LONDON (Reuters) - The London Metal Exchange (LME) is considering reforming its complex structure of trading to lure funds and reverse falling volumes, laying bare a schism between those wanting change and core traditional members who do not.
By early next month, the 140-year-old British institution that sets global benchmark prices for industrial metals such as copper and aluminum will publish a discussion paper that is expected to include the offer of a simpler alternative to its intricate three-month date structure, sources say.
A hike in trading fees two years ago drove many LME regulars to the over-the-counter markets, precipitating a 7.7 percent fall in trading volumes last year and 4.3 percent the year before and forcing the exchange to consider its future.
Dwindling volumes have undermined profits at parent Hong Kong Exchanges & Clearing Ltd (HKEx), which paid $2.2 billion for the LME in 2012 and is still trying to recoup on its investment.
“Growth has to come from speculators,” a source at a London-based brokerage said. “They are going to have to come out with something new, they can’t just keep tinkering around the edges.”
That something new, metal industry sources say, could be modeled on the exchange’s new precious metal contracts due to go live in June.
Its mix of daily and monthly gold and silver contracts aims to allow industrial users to hedge specific dates. But its standardized monthly future would also appeal to funds, allowing them to settle a trade as soon as it is closed, much like futures on other exchanges such as the CME.
“There are people who want futures and there are people who want to leave things as they are,” the head of a commodities brokerage said. “A lot of our clients are real hedgers so the date structure has a value for us, but some of our clients are financial and they would prefer futures.”
The LME will seek feedback on the discussion paper before implementing any changes.
“We are committed to broad engagement with our stakeholders, to understand their perspectives, and to map out a development path for the LME which evolves together with the needs of our users,” the LME said.
“We will only make changes where and when we believe these to be in the best interests of the whole market.”
Traditional members fret that adding more industrial metals contracts will erode liquidity for the three-month forward contracts that are traded in the open-outcry ring, risking the exchange’s position as global benchmark setter.
“They need to understand we, and the three-month contracts, are their bread and butter, we are their core audience, they can’t have everything,” one brokerage head said.
“Taking liquidity away from the three-months could impact their use as global benchmarks, without which the LME becomes like any other exchange.”
Liquidity on the LME is concentrated in the rolling three-month forward contracts, based on the time it took to ship copper from Chile to London in the 19th century, which allow industrial users to lock in prices on a specific day.
But it is costly and complex for financial investors.
For example, a fund wanting to bet on higher prices can buy the three-month contract today and when it sells, perhaps a few days later, it must reconcile the two dates with a separate spread transaction.
That requires three transactions and three lots of fees.

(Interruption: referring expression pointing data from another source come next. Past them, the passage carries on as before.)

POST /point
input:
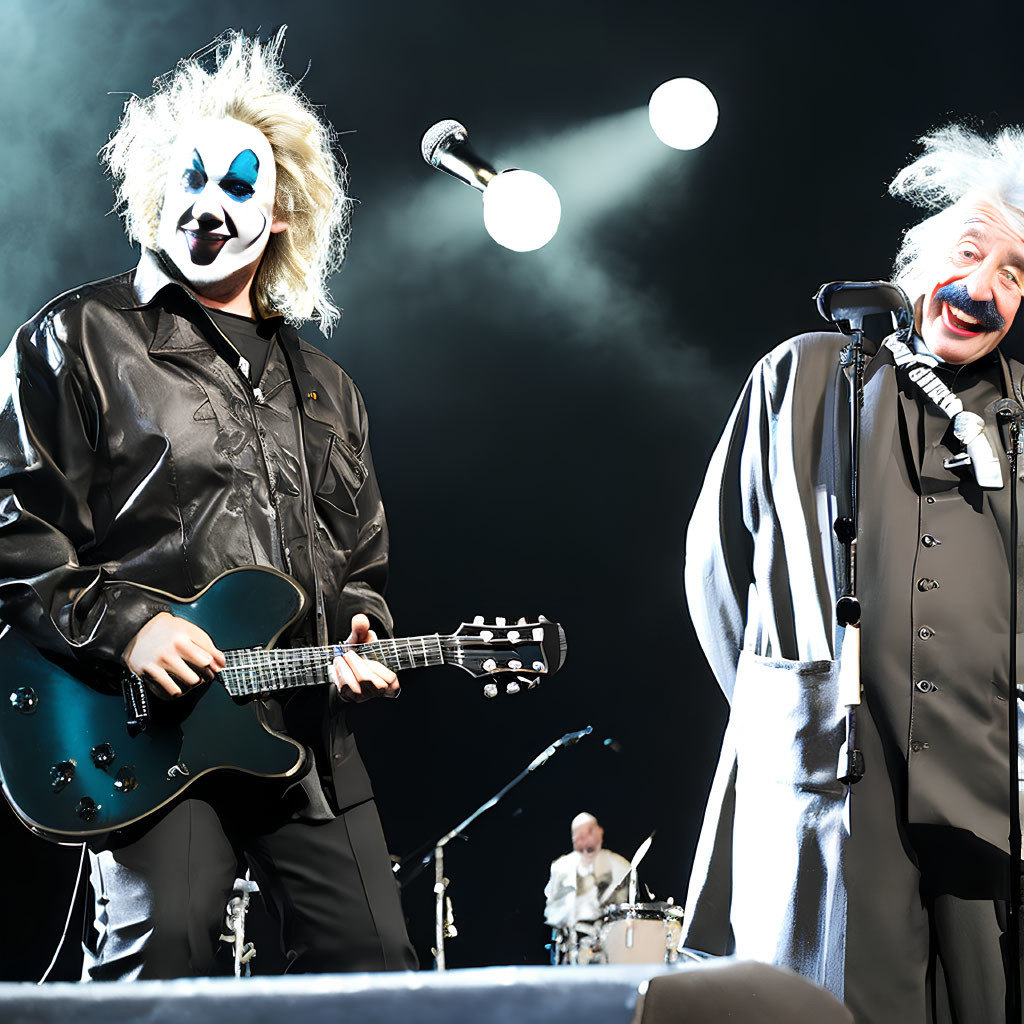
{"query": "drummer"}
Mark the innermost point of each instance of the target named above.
(585, 882)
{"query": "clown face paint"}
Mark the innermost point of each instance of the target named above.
(980, 283)
(218, 202)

Matching the dates has to be done through a broker, and the forward contract requires investors to wait until its expiration date to settle their accounts.
Speaking at a briefing this year, HKEx chief executive Charles Li said: “It’s really about making our system easier, making our trading platform more friendly, (so) completely new people can find it easier.”
The LME has already tried to make trading easier for funds by trying to boost liquidity on Select, its electronic trading system, for monthly forward contracts, which settle on the third Wednesday of each month, with incentives such as discounts for new participants.
The monthly forwards are only two transactions, both of which could be done on Select. But liquidity is lacking, sources say.
“With the third Wednesday contract, your money is not unlocked until settlement,” a U.S.-based investor said. “They need to go one step further – offer futures. On COMEX, when I want to buy copper, a few clicks and it’s in my account, if I want to sell tomorrow a few more clicks and it’s done.”